Wednesday, April 8, 2009

Moving On From Morrow Mess

It's too easy to fuel the fire this morning about Brandon Morrow's unfortunately choice to spend his career in the bullpen when his team desperately needs starting pitching. Calmer heads will focus on an unfortunate game that left an all-to-familiar bad taste in the mouths of Mariner fans. With 2 outs and nobody on base, and a 2 run lead, Morrow threw pitch after pitch off the plate in the same location. With no ability to make an adjustment, and no advice from his backstop or dugout that helped, 3 walks in a row and his night and the game fell apart. That is done, and we move on.

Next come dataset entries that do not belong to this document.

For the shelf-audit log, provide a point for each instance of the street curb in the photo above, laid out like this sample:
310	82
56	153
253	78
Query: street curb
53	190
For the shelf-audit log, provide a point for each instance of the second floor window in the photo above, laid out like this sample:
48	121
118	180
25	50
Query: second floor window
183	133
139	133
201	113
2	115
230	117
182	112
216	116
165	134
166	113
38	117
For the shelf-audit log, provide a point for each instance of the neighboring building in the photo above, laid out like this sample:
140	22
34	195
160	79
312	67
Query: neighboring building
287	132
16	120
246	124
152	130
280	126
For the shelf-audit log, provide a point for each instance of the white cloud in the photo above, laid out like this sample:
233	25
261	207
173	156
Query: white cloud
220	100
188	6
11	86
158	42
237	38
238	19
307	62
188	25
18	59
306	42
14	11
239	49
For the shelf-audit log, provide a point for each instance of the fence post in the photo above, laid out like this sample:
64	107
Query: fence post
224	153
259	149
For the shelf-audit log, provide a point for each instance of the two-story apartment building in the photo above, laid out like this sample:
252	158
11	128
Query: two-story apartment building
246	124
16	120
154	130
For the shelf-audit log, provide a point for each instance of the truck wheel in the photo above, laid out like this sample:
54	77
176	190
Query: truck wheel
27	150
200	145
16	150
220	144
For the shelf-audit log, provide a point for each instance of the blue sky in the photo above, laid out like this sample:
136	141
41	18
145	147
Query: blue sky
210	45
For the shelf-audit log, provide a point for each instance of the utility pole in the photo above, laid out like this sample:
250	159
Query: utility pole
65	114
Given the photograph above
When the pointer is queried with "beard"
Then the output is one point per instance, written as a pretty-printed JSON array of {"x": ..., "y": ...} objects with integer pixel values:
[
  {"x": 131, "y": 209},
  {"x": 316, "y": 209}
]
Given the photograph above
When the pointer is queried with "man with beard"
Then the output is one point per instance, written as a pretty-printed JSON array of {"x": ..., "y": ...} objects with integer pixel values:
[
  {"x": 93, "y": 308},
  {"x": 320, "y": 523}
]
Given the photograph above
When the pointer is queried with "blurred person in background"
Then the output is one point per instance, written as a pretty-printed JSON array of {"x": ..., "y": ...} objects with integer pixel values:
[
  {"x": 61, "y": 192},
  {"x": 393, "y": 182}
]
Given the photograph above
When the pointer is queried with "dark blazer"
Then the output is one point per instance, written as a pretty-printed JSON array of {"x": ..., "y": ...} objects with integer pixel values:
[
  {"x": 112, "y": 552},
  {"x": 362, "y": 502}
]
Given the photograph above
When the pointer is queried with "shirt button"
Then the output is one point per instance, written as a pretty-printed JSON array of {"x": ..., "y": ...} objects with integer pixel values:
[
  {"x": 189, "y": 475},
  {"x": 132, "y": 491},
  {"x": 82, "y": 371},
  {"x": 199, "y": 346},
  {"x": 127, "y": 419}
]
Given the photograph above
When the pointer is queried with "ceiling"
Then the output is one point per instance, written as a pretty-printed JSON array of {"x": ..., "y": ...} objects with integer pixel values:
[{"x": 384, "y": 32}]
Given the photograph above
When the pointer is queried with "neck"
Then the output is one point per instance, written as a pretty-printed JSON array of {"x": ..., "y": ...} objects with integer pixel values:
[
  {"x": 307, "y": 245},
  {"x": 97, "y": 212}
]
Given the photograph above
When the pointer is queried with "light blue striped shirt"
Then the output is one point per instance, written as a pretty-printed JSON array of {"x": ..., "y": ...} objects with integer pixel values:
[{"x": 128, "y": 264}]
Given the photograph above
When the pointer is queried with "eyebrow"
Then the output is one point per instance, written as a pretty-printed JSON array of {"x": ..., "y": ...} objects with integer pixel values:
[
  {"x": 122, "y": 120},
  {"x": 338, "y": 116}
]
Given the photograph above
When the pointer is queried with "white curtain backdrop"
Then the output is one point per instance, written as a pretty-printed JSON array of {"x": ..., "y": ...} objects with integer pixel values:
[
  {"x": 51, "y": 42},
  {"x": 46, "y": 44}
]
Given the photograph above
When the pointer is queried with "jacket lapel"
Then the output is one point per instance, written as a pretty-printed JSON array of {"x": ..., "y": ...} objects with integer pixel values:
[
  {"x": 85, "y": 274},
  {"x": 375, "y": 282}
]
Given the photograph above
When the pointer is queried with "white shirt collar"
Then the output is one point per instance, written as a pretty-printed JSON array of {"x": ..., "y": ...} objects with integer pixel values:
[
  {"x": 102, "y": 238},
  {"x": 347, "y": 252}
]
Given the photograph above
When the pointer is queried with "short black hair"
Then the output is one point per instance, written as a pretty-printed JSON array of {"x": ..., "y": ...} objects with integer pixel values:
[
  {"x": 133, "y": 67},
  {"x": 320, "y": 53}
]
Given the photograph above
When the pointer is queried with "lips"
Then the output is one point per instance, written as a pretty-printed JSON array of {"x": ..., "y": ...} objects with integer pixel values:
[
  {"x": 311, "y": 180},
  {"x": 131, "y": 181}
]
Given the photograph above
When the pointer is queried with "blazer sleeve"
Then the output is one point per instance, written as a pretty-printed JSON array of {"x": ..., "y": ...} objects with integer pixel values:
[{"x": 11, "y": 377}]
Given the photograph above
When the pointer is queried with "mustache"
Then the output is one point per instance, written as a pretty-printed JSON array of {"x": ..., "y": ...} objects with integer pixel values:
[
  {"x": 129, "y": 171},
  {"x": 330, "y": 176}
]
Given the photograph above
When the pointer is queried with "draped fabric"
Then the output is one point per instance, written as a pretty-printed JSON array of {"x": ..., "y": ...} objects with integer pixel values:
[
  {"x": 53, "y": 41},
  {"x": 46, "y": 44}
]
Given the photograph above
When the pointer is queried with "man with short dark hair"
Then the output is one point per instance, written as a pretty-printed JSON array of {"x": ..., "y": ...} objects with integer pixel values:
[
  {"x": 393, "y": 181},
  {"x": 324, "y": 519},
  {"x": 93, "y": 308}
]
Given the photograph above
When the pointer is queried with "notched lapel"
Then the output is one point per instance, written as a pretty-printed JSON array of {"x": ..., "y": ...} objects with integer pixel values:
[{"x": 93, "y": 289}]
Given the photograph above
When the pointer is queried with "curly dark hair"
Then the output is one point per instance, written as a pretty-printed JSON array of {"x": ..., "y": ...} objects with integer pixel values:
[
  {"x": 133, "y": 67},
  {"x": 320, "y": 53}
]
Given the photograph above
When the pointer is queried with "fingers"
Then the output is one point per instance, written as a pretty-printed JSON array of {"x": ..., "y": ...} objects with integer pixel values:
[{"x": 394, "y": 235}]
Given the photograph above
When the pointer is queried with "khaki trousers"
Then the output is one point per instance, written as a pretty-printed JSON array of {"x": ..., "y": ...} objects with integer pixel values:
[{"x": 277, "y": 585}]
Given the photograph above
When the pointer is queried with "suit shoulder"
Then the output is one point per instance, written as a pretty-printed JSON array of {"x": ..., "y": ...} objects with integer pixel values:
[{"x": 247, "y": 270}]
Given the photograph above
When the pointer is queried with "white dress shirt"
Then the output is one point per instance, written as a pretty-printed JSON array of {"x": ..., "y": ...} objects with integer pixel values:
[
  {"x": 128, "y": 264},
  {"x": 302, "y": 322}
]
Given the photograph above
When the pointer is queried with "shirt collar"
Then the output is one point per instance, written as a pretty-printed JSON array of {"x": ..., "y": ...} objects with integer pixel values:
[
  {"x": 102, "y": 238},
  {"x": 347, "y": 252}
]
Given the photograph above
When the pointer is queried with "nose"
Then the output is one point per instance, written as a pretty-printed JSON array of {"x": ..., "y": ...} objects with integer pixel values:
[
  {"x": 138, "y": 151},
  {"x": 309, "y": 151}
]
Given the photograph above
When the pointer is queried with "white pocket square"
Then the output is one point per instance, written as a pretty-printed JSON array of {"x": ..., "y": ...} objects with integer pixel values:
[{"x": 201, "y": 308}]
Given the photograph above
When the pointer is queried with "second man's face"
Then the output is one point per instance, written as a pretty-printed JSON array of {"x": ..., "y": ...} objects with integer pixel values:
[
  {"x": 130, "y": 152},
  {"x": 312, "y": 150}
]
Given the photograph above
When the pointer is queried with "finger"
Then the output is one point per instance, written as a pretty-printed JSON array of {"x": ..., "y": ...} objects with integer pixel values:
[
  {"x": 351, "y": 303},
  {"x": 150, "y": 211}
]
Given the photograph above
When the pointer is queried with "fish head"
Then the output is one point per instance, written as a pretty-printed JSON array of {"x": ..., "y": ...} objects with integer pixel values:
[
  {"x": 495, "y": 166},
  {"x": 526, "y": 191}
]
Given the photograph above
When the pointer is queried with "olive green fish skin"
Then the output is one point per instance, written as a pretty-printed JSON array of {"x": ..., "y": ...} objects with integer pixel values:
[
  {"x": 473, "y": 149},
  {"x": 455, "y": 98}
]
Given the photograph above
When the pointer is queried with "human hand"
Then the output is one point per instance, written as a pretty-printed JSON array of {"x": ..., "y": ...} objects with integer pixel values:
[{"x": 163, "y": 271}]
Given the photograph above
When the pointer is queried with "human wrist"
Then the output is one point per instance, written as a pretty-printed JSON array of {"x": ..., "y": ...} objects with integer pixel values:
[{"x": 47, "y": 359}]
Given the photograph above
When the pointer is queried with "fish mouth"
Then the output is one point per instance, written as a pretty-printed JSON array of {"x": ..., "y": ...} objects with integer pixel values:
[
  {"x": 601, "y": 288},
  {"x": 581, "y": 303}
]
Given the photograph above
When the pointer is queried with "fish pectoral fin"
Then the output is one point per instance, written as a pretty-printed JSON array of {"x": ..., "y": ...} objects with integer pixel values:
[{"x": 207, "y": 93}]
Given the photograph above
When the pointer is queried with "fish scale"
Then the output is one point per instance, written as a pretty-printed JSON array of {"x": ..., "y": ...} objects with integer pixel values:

Two valuable lessons should be learned from last night:
1. When you have a young starter turned reliever who missed time due to injury and recently had command issues, you don't send him out on an island to fail. Simply put, someone should have been warming up in the bullpen. There is a show of confidence that managers have with established closers that keep them from warming someone up while they are on the hill in the 9th. Morrow has not earned this show of confidence. In addition, ALL of the Mariner arms are rested and ready to go, yet they sat in the bullpen as Morrow gave the game away. Batista didn't help the situation, but by the time Batista came in things were already out of control. Bring him in with runners on 1st and 2nd instead of the bases juiced and it probably would have been a different story.

2. Chuck Meriwether was horrible. He is to blame for the Mariner loss as much as Morrow and Batista.

From the Seattle Times: Bedard gave three runs back in the fifth — two on
Michael Cuddyer's two-out single after plate umpire Chuck Meriwether failed
to call a third strike on a 2-2 pitch down the middle.


Is anyone else tired of seeing pitches thrown belt-high or slightly above called balls? The vertical portion of the strike zone was around 12 inches tall at times last night, while balls off the plate were called strikes. Umpires like Meriwether are calling the game incorrectly. In this case it let the Twins back into the game.